O pai tinha uma vida muito ativa, sendo candidato a vereador em Guarujá e um dos integrantes de uma das chapas que disputava a diretoria do Sindicato dos Operários dos Serviços Portuários de Santos, Guarujá, São Vicente e Cubatão.
Na época, Laura, a irmã mais velha, tinha sete anos; Lídia, seis, e a mãe, Mercedes Gomes de Sá, estava grávida de Lúcia. A infância também é muito lembrada, com a entrada para a escola e, em seguida, o golpe militar e a quebra do clima de tranqüilidade. A partir daí, o livro mostra as prisões do pai, as impressões de Lídia à visita ao Raul Soares, as dificuldades do pai para arranjar emprego, os processos, a postura da família e todos os problemas sofridos.
"Na escola, o dia 31 de março era comemorado como uma data importante, mas para nós era diferente. Tínhamos uma visão muito diferente daquilo". Mas Lídia não se limita à vida familiar. Ela insere informações políticas e sociais da Cidade e do País, como os festivais de 1967, as mudanças na legislação, os Atos Institucionais, o movimento estudantil, as torturas, entre outros.
Entrevistas - A segunda parte foi escrita baseada na entrevista com o pai e traça a história a partir do que ele contou.
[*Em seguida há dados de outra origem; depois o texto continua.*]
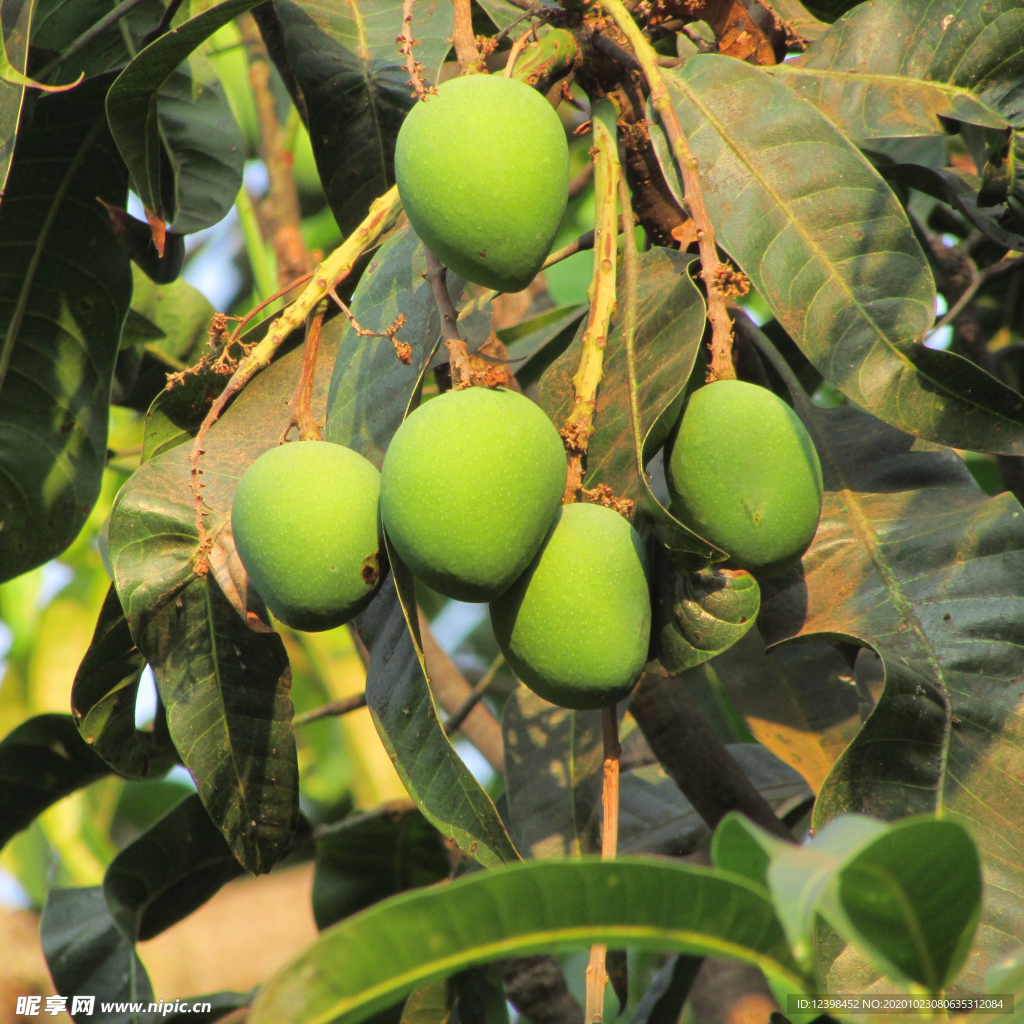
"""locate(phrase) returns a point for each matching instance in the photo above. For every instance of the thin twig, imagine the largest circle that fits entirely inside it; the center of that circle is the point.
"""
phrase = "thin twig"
(579, 424)
(466, 50)
(406, 43)
(93, 32)
(337, 266)
(462, 374)
(402, 349)
(712, 270)
(969, 293)
(597, 976)
(453, 725)
(517, 49)
(332, 710)
(301, 415)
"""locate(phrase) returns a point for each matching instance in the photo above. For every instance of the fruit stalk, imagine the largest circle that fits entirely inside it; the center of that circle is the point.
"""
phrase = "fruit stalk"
(597, 975)
(714, 273)
(336, 267)
(579, 424)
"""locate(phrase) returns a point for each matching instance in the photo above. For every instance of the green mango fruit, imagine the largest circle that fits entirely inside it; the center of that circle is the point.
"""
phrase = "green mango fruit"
(742, 472)
(470, 484)
(576, 627)
(306, 528)
(482, 172)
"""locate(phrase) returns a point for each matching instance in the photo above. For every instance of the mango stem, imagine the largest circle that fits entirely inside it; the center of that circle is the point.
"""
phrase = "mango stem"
(336, 267)
(716, 275)
(580, 423)
(597, 975)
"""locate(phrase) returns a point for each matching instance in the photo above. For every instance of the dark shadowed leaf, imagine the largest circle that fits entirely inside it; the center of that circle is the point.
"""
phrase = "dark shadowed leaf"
(371, 393)
(800, 700)
(102, 699)
(542, 906)
(64, 298)
(912, 560)
(553, 760)
(356, 88)
(371, 389)
(407, 720)
(893, 69)
(698, 614)
(368, 857)
(224, 686)
(646, 387)
(169, 871)
(175, 131)
(41, 761)
(88, 955)
(15, 22)
(830, 251)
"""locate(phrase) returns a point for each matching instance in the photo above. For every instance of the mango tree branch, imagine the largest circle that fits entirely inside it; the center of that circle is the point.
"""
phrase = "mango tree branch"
(579, 424)
(466, 50)
(597, 975)
(338, 265)
(714, 274)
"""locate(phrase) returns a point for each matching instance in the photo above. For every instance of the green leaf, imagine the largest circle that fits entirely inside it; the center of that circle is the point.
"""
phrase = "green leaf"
(407, 719)
(960, 59)
(169, 871)
(371, 389)
(909, 895)
(911, 559)
(64, 298)
(368, 857)
(698, 614)
(41, 761)
(87, 954)
(367, 961)
(102, 699)
(13, 64)
(224, 685)
(147, 111)
(356, 88)
(856, 298)
(204, 144)
(649, 385)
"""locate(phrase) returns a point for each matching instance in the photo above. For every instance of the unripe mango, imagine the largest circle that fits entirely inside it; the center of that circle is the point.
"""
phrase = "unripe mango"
(482, 172)
(576, 627)
(470, 484)
(742, 472)
(306, 527)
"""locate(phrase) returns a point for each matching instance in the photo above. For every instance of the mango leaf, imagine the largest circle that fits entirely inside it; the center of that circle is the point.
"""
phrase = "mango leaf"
(958, 60)
(909, 895)
(698, 614)
(911, 559)
(855, 298)
(403, 711)
(86, 953)
(356, 88)
(175, 130)
(65, 295)
(367, 857)
(367, 961)
(41, 761)
(102, 699)
(169, 871)
(553, 761)
(799, 700)
(371, 393)
(224, 686)
(641, 393)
Daí surgem dados sobre sua entrada no sindicalismo, movimentos importantes dos trabalhadores em Santos e em outras cidades, os bastidores da prisão no Raul Soares, o que os presos faziam para passar o tempo, ocioso e repleto de medos e sobressaltos. Inclusive, as músicas que eles compunham ironizando a própria situação:
Somos presos do Raul Soares
detidos para investigação
e acusados de subversão,
mas o negócio não é esse não.
Nos sindicatos há intervenção,
nossos direitos rolaram no chão.
Temos Muniz, Cabeças e Cipriano
mancomunados com o capitão.
Mas nós aqui
já aprendemos essa lição
não cola não
não cola não.
Esse negócio de artigo
é papelão,
é papelão do capitão.
Agora só nos resta esperar
que esta comédia
venha se acabar.
Lídia também cita o caso do jornalista falecido Nélson Gatto, que chegou a escrever um livro sobre o navio, que foi destruído e nunca mais reeditado. Dá ainda detalhes dos processos sofridos pelo pai e da anistia, que nasceu em 1979.
Tudo isso é entremeado de muita poesia (escrita pela própria Lídia), letras de músicas, frases, fotos tiradas do álbum de família e documentos. A apresentação é de Eron Brum, para quem "Lídia revela o pai como um ser comum envolvido numa luta trágica: o sindicalista que ousa enfrentar as garras da ditadura. E ela o faz com poesia, para o desespero daqueles que estiveram do outro lado da história. Rara alquimia que faz ver o trágico com os olhos da ternura".
Do reencontro com o pai e da descoberta de muitas coisas nasceu este poema, intitulado O Sentimento, que Lídia dedicou a ele e à liberdade:
Hoje tenho motivos
para um sorriso vingado
Te encontrei sobrevivo, resgatado,
Ainda percebo vestígios
dos dribles dos últimos anos.
Mas tua cara anda boa
solicitando um brinde.
Como não bebo
ergo a mão
em sinal de prazer.
De total excitação.
De sangue sobrecarregado
de adrenalina...
Ergo a mão
e arrisco uma gargalhada.
Sabia que um dia
ainda riríamos de muitos deles.
Sabia!
Até parece piada.
Te arrebentaram...
Te matar não conseguiram.
SERVIÇO - Raul Soares, Um Navio Tatuado em Nós tem 122 páginas e capa criada pela Letra Nova Publicidade. A revisão e atualização ficaram a cargo de Lídia Maria de Melo. Fotos de Luigi Bongiovanni e Irandy Ribas.